Our data have several limitations. We did not collect information on antipyretic or other medication use surrounding the time of vaccine injections, and thus cannot directly assess any effects of antipyretics on vaccine responses. We also did not collect detailed self-report information on post-vaccination symptomology, and we did not collect anthropometric information (e.g., height, weight, blood pressure) from participants as this study was completed by mail and internet only. Future research should collect such information, as emerging data suggests that health metrics, such as body mass index, may be associated with antibody responses [34]. The RBD antibody assay we used had an upper limit of dynamic range of 2500 IU/mL. A substantial proportion of participants achieved antibody levels above this range, resulting in right-censored data. To address this, we used Cox regression, a robust approach for analyzing right-censored data (readers may be more familiar with this approach when analyzing time-to-event data). Future research would benefit from an antibody assay with an extended dynamic range. We used a commercially available RBD antibody assay to assess neutralizing antibody responses rather than more precise but more expensive approaches, such as pseudo virus neutralization assays. Like other studies exploring vaccination responses, our results will become more meaningful once there are enough data to form a scientific consensus on an antibody level that indicates adequate immune protection.

5. Conclusions

In conclusion, we found that several physiological metrics generated by an off-the-shelf wearable device in the nights following a second mRNA vaccination against COVID-19 were associated with subsequent levels of RBD antibody levels. In multivariate analyses, we found that elevated temperature was the strongest independent predictor of antibody responses. These findings suggest that off-the-shelf wearable devices collect data that could be useful in predicting immune responses to COVID-19 vaccination, though the clinical implications remain uncertain. Our data suggest that further investigation of the effects of antipyretics on COVID-19 vaccine responses is warranted.

6. Patents

Patent application US App. No. 63/287,914 was filed on December 9 by the University of California San Francisco.
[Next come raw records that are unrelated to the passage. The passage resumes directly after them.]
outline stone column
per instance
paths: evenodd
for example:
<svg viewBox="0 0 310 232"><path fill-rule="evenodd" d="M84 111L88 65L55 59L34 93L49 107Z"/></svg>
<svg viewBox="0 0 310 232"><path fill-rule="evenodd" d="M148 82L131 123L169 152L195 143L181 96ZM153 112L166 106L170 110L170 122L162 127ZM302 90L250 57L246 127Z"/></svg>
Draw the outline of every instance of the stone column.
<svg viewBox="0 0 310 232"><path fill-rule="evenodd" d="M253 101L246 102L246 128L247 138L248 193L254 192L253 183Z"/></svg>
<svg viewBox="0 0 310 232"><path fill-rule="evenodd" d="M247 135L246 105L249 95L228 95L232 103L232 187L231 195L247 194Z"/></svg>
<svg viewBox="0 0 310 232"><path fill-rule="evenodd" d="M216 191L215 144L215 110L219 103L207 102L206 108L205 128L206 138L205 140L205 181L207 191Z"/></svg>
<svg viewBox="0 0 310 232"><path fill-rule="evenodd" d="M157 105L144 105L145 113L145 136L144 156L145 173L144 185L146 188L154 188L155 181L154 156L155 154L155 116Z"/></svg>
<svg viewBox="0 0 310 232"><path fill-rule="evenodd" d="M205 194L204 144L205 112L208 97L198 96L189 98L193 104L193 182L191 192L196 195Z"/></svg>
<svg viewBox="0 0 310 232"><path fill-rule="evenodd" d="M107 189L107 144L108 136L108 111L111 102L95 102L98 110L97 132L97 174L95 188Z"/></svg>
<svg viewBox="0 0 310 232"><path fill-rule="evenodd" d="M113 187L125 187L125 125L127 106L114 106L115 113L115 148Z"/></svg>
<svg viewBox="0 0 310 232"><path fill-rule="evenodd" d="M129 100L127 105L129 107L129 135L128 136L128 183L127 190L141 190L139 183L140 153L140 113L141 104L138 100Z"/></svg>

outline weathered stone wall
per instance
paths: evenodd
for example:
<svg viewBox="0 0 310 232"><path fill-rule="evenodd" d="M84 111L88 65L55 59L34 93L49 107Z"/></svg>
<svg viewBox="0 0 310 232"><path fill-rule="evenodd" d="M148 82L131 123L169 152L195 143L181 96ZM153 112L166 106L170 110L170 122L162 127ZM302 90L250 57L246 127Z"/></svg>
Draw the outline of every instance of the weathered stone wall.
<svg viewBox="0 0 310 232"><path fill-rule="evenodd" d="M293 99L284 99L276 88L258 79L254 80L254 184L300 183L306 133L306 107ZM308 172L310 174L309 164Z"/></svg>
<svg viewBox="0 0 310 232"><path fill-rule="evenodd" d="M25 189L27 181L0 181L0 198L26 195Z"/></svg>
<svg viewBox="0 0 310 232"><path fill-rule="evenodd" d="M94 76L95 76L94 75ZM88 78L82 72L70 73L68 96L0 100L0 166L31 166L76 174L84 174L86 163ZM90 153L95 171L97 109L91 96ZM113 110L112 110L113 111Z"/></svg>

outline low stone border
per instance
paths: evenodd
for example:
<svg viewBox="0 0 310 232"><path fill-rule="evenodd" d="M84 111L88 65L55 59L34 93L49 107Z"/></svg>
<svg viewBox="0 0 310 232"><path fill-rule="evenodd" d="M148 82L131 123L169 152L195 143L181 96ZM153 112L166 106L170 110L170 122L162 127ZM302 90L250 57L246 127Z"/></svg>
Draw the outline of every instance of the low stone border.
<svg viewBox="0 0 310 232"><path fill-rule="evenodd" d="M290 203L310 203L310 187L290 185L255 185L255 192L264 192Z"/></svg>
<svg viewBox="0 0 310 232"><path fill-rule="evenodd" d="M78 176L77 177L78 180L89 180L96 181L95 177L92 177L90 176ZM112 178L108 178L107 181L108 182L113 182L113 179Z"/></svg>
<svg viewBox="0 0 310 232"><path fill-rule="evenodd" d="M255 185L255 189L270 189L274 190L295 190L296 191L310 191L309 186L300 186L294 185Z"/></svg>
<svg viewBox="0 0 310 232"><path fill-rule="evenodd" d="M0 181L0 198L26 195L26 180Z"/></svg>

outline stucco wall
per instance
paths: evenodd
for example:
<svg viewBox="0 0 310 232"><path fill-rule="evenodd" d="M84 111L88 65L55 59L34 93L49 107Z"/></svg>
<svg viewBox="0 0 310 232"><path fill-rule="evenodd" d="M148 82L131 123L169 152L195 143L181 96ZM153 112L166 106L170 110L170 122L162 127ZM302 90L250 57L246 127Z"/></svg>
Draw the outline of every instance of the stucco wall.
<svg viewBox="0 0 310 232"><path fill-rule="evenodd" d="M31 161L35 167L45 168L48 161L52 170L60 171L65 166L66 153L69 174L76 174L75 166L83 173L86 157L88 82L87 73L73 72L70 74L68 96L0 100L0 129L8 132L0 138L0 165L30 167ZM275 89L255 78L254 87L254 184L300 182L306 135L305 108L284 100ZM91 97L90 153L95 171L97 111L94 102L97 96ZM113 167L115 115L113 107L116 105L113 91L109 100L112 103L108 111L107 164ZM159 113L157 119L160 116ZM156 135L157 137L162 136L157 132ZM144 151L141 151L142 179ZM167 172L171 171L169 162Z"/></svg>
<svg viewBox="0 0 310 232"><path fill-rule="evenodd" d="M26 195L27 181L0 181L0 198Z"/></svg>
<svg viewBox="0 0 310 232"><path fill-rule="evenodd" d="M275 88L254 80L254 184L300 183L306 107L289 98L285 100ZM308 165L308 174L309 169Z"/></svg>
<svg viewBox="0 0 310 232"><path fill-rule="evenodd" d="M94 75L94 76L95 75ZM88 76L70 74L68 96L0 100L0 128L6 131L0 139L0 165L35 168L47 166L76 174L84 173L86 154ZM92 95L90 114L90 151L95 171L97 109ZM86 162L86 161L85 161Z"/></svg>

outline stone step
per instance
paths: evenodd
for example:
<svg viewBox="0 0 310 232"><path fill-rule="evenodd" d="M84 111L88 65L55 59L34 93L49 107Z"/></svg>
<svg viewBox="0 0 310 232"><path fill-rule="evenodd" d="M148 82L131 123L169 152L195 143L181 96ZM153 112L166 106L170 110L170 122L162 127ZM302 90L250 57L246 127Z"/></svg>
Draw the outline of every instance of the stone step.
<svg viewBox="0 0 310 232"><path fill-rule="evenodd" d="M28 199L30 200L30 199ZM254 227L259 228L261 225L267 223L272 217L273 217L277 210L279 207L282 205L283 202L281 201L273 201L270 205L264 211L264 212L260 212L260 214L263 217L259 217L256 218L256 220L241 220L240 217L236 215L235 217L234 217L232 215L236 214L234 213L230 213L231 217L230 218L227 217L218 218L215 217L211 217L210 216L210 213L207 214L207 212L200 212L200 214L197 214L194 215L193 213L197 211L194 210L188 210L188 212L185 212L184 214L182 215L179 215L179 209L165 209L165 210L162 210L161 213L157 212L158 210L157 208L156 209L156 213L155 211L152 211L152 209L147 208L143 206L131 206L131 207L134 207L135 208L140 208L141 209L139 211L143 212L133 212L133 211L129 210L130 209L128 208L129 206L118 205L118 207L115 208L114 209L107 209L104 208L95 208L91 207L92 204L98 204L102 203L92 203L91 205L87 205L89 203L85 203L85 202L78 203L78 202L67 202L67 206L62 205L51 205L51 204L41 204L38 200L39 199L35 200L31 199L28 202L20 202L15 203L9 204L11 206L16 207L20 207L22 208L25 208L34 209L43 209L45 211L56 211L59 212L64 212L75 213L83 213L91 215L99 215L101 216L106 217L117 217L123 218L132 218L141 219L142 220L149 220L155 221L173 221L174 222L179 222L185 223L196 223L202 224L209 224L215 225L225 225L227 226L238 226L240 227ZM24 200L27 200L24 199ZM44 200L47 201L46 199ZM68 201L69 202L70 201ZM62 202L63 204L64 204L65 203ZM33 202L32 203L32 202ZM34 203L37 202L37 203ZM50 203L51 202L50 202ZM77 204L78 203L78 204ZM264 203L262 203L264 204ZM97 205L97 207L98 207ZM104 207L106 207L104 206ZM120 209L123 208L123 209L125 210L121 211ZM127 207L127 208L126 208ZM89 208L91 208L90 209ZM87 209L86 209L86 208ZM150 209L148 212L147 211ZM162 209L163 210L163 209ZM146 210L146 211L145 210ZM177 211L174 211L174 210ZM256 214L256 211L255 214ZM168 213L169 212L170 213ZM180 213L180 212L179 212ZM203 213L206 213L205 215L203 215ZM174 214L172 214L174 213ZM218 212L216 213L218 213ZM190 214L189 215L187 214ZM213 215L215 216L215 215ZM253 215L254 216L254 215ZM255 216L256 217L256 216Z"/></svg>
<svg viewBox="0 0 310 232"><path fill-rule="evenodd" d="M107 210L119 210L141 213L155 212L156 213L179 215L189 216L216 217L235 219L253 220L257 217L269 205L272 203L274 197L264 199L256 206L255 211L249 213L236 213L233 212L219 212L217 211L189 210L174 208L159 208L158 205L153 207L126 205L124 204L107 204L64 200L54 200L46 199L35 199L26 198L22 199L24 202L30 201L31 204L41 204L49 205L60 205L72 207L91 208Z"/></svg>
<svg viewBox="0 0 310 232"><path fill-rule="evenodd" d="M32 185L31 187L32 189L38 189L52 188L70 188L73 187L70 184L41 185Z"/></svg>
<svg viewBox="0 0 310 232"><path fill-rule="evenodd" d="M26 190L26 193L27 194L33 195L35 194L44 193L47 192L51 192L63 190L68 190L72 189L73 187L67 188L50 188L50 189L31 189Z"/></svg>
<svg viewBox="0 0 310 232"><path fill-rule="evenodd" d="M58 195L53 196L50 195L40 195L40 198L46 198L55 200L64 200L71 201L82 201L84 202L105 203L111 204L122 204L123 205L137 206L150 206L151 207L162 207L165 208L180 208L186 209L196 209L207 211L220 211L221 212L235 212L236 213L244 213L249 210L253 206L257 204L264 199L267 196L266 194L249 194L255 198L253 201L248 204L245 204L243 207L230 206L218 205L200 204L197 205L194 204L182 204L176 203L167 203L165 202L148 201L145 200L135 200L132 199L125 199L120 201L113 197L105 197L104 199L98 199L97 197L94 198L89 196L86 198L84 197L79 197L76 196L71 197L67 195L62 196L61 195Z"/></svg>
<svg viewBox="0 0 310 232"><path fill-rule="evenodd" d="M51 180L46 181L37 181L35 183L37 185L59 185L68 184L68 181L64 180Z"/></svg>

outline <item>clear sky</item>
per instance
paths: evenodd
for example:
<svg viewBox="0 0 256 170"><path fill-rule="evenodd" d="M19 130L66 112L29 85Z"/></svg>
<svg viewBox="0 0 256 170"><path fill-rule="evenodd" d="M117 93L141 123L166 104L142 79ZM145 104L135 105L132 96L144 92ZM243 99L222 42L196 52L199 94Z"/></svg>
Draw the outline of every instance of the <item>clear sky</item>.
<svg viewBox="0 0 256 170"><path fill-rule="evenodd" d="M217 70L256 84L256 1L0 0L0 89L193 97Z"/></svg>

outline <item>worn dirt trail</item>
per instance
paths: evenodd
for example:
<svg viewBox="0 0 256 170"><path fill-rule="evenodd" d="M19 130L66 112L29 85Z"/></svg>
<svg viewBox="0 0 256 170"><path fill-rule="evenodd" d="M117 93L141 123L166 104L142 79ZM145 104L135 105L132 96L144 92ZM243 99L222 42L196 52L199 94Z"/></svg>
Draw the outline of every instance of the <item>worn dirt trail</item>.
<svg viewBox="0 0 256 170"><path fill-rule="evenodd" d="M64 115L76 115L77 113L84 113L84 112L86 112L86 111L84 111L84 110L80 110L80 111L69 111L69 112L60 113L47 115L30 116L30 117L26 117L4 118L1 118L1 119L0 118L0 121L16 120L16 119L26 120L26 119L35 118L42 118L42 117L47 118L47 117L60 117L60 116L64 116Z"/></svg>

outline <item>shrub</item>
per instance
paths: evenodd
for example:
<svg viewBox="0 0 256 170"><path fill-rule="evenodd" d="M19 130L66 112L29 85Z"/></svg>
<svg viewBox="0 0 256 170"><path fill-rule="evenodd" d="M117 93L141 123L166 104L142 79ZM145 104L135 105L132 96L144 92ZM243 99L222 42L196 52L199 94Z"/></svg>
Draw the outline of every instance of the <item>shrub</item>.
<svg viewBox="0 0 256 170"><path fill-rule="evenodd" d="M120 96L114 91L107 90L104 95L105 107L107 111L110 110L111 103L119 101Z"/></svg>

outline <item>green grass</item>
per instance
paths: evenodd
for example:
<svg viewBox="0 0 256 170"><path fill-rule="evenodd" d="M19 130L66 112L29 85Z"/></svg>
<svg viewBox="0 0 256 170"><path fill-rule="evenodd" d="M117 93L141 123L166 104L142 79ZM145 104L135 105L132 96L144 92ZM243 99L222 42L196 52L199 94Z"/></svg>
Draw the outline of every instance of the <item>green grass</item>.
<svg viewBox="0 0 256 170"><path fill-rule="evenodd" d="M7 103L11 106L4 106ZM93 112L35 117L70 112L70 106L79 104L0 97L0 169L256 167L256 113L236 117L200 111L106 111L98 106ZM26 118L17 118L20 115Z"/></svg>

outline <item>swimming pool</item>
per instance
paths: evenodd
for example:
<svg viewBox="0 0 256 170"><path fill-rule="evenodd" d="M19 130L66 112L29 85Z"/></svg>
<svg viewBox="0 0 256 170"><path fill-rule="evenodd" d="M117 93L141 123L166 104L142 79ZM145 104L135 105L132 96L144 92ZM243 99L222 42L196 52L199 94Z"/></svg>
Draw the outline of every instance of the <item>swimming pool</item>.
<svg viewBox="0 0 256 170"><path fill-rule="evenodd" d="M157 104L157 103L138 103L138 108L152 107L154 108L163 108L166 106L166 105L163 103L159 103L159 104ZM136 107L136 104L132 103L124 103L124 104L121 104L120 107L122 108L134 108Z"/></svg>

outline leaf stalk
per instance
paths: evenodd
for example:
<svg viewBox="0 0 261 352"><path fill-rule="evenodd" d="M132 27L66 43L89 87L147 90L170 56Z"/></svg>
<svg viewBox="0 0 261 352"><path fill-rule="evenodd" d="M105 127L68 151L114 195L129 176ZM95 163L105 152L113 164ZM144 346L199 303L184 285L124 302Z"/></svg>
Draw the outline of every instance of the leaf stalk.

The application covers use of wearable device data to predict the development of antibodies against COVID-19 following vaccination against COVID-19. A.E.M. and B.L.S. are listed as co-inventors on these applications.

Supplementary Materials

The following supporting information can be downloaded at: https://www.mdpi.com/article/10.3390/vaccines10020264/s1, Table S1: Spearman rank order correlations between RBD antibody responses and device-generated metrics (retaining n = 51 values of “>250 IU/mL” as 250 IU/mL) on nights surrounding each injection; Table S2: Spearman rank order correlations between RBD antibody responses and device-generated metrics before and after adjusting for the pre-vaccination baseline period (retaining n = 51 values of “>250 IU/mL” as 250 IU/mL) on nights surrounding injections for Moderna-NIAID and Pfizer-BioNTech vaccine recipients, combined; Figure S3: Spearman rank order correlations between RBD antibody responses and device-generated metrics (retaining n = 51 values of “>250 IU/mL” as 250 IU/mL) on nights 0, 1, and 2, adjusted for the pre-vaccination baseline period; Table S4: Kendall rank order correlations between RBD antibody responses and device-generated metrics on nights surrounding each injection; Table S5: Kendall rank order correlations between RBD antibody responses and device-generated metrics before and after adjusting by the pre-vaccination baseline period on nights surrounding injections for Moderna-NIAID and Pfizer-BioNTech vaccine recipients, combined; Table S6: Kendall rank order correlations between RBD antibody responses and device-generated metrics on nights 0, 1, and 2, adjusted for the pre-vaccination baseline period.

Author Contributions

Conceptualization: A.E.M., P.K., W.H., B.L.S. and F.M.H.; data curation: P.K., J.L.N., S.D. (Subhasis Dasgupta), S.P., A.G., I.A. and B.L.S.; formal Analysis: A.E.M., P.K., W.H., B.L.S. and F.M.H.; funding acquisition: A.E.M.; investigation: A.E.M., W.H., A.C., C.A., D.V., L.S.P., L.M.F., K.Y.P., J.G.P., B.L.S. and F.M.H.; methodology: A.E.M., P.K., W.H., S.D. (Stephan Dilchert), B.L.S. and F.M.H.; project administration: A.E.M., B.L.S. and F.M.H.; resources: A.E.M., J.L.N., S.D. (Subhasis Dasgupta), A.G., I.A. and B.L.S.; software: P.K., W.H., J.L.N., S.D. (Subhasis Dasgupta), S.P., A.G., I.A. and B.L.S.; supervision: A.E.M., W.H., B.L.S. and F.M.H.; validation: W.H.; visualization: P.K., J.L.N. and B.L.S.; writing—original draft: A.E.M., P.K., W.H., B.L.S. and F.M.H.; writing—review and editing: A.E.M., P.K., W.H., J.L.N., S.D. (Stephan Dilchert), A.C., B.L.S. and F.M.H. All authors have read and agreed to the published version of the manuscript.

Funding

This effort was funded under MTEC solicitation MTEC-20-12-Diagnostics-023 and is funded by the USAMRDC under the Department of Defense, award number MTEC-20-12-COVID19-D.-023. The views and conclusions contained herein are those of the authors and should not be interpreted as necessarily representing the official policies or endorsements, either expressed or implied, of the U.S. Government (https://www.mtec-sc.org/). The funders had no role in study design, data collection and analysis, decision to publish, or preparation of the manuscript.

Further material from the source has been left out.